When pressed about whether or not he believes in Rossi’s work, Biberian laughed. “This is the most difficult question.” Rossi has said that after a month of analysis the state of his nickel powder has been altered, shifting from natural nickel isotopes - 58, 60, 61, and 64 - to almost entirely Ni-62. He claims a similar result with lithium. “If this is true, then [a nuclear phenomenon] must have happened, unless he’s a magician.” Then again, his results could simply be fraudulent, as many believe they must be.
Like Storms, Biberian stressed that palladium deuteride cold fusion has been proven again and again, but that nickel hydrogen cold fusion — the one with commercial potential — remains a question mark. On the plus side, he says that “palladium deuteride” results are improving. Unfortunately, the people conducting that research are scientists more than engineers, and thus not particularly concerned with practical applications. It’s the practical application, after all, that has made cold fusion the bogeyman of the science world.

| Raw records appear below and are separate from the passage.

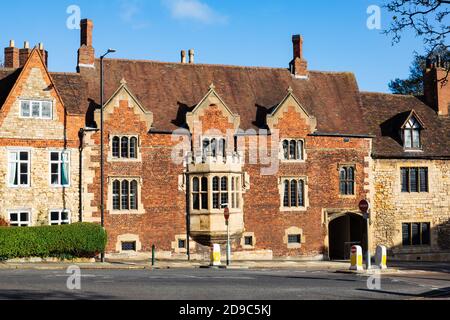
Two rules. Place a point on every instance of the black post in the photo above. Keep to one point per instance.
(102, 172)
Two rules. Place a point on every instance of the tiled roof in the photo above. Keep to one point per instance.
(385, 113)
(8, 78)
(169, 90)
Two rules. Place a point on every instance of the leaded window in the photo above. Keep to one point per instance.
(347, 180)
(293, 149)
(414, 180)
(293, 193)
(124, 147)
(411, 134)
(125, 195)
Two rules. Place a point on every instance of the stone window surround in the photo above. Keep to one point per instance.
(50, 151)
(355, 184)
(412, 249)
(281, 191)
(40, 100)
(176, 249)
(397, 186)
(245, 235)
(408, 127)
(293, 231)
(112, 159)
(18, 211)
(219, 139)
(19, 149)
(418, 180)
(59, 211)
(140, 210)
(128, 238)
(281, 152)
(210, 177)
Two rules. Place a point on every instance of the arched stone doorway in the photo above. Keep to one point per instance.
(344, 231)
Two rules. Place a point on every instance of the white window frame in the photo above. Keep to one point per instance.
(41, 102)
(120, 158)
(18, 186)
(303, 150)
(59, 162)
(218, 151)
(18, 212)
(60, 220)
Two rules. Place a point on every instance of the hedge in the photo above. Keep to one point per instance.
(78, 240)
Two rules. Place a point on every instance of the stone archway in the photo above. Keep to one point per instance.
(344, 230)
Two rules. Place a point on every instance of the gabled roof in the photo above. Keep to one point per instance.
(34, 54)
(386, 113)
(8, 78)
(171, 90)
(414, 115)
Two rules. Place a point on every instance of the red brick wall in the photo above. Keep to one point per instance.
(166, 206)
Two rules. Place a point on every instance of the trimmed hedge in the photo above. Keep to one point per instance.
(78, 240)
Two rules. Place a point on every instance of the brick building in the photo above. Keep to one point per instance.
(287, 150)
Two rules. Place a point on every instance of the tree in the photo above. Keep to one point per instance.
(428, 19)
(413, 85)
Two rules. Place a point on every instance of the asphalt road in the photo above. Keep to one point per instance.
(208, 284)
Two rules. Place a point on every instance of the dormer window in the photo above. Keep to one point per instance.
(293, 150)
(411, 133)
(36, 109)
(214, 147)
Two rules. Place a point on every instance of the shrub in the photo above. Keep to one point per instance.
(78, 240)
(3, 223)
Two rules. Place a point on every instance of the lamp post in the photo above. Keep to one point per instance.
(227, 220)
(102, 172)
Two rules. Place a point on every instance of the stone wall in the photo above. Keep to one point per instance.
(391, 207)
(39, 137)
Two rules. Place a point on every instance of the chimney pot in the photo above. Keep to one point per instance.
(298, 66)
(12, 56)
(86, 53)
(436, 90)
(24, 53)
(191, 56)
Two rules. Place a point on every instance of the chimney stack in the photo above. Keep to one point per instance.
(43, 53)
(436, 89)
(298, 66)
(12, 56)
(24, 54)
(191, 56)
(86, 53)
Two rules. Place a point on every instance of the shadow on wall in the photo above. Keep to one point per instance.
(422, 243)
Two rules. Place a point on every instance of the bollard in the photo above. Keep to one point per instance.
(381, 257)
(356, 258)
(153, 255)
(216, 256)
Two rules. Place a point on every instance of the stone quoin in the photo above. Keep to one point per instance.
(321, 146)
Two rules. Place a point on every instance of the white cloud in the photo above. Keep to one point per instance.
(130, 11)
(194, 10)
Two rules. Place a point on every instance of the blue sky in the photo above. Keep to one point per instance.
(250, 32)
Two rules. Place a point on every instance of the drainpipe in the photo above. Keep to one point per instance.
(82, 135)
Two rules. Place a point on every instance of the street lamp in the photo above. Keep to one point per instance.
(227, 221)
(102, 173)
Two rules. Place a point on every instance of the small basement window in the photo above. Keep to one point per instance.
(129, 246)
(248, 241)
(294, 239)
(181, 244)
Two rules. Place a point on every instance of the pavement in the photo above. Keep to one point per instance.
(219, 284)
(257, 280)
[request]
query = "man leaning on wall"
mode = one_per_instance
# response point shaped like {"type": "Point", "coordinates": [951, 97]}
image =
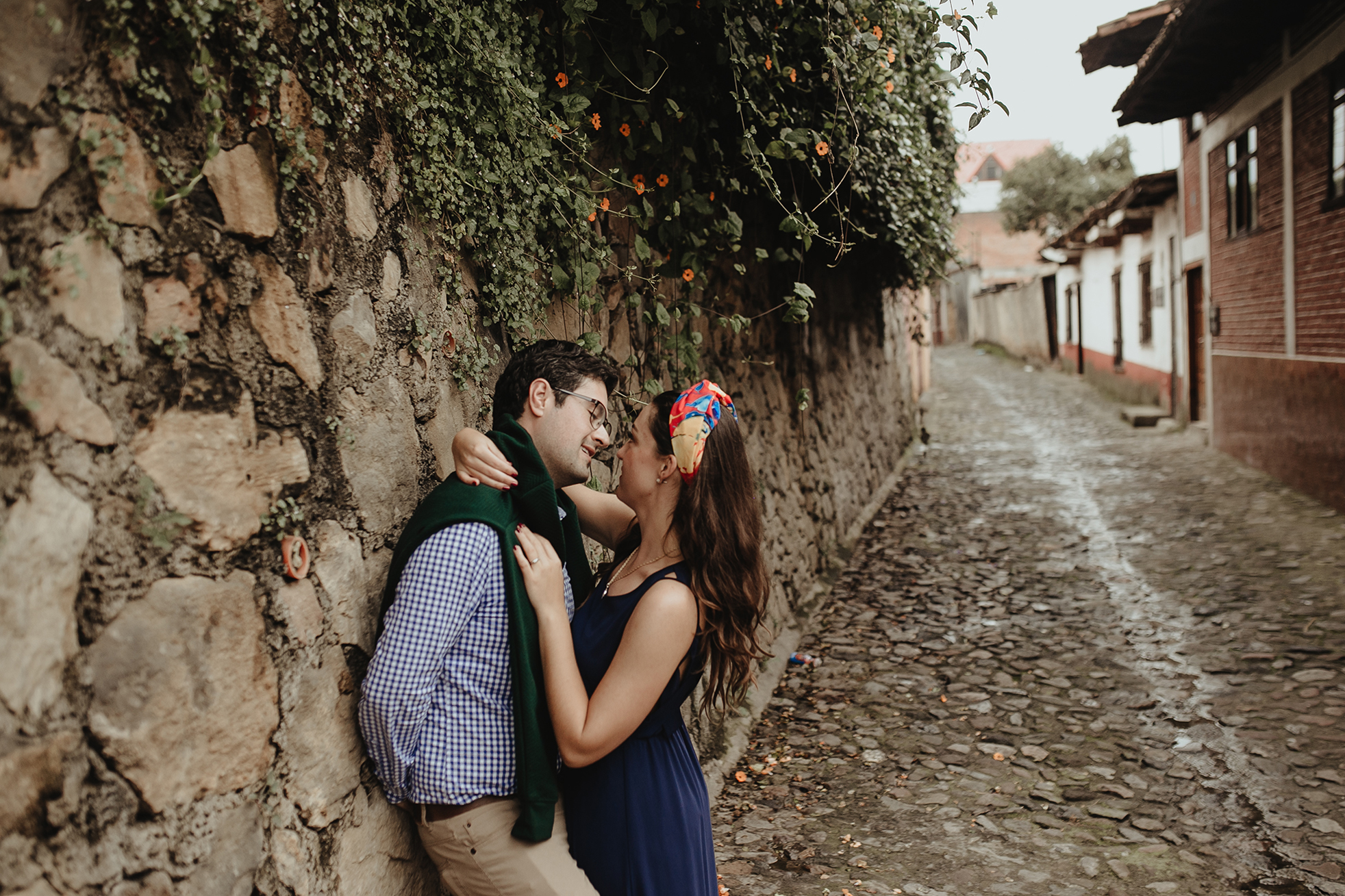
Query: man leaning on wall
{"type": "Point", "coordinates": [453, 705]}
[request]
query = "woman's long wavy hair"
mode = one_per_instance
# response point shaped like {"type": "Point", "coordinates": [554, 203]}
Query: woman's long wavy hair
{"type": "Point", "coordinates": [717, 521]}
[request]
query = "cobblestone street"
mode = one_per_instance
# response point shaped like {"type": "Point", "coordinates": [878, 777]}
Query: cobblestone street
{"type": "Point", "coordinates": [1067, 657]}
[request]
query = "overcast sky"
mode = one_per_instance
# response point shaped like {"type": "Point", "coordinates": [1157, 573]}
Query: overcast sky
{"type": "Point", "coordinates": [1036, 72]}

“There’s promising work in Japan with nanoparticles now,” Biberian adds. “With palladium, nickel, and copper, and they’re getting good results, so maybe the future is more in the alloys than in the pure metals.” Biberian believes we will one day see cold fusion on an industrial level, but that we don’t understand it well enough yet to predict when that could be.
Most scientists still shun the idea of cold fusion, palladium- and nickel-based alike. The recent research from Norway might help to change that, but it’s almost guaranteed to be a slow process.
“Everyone’s been taught it’s impossible,” Storms says. In a sense, that’s where the conversation begins and ends.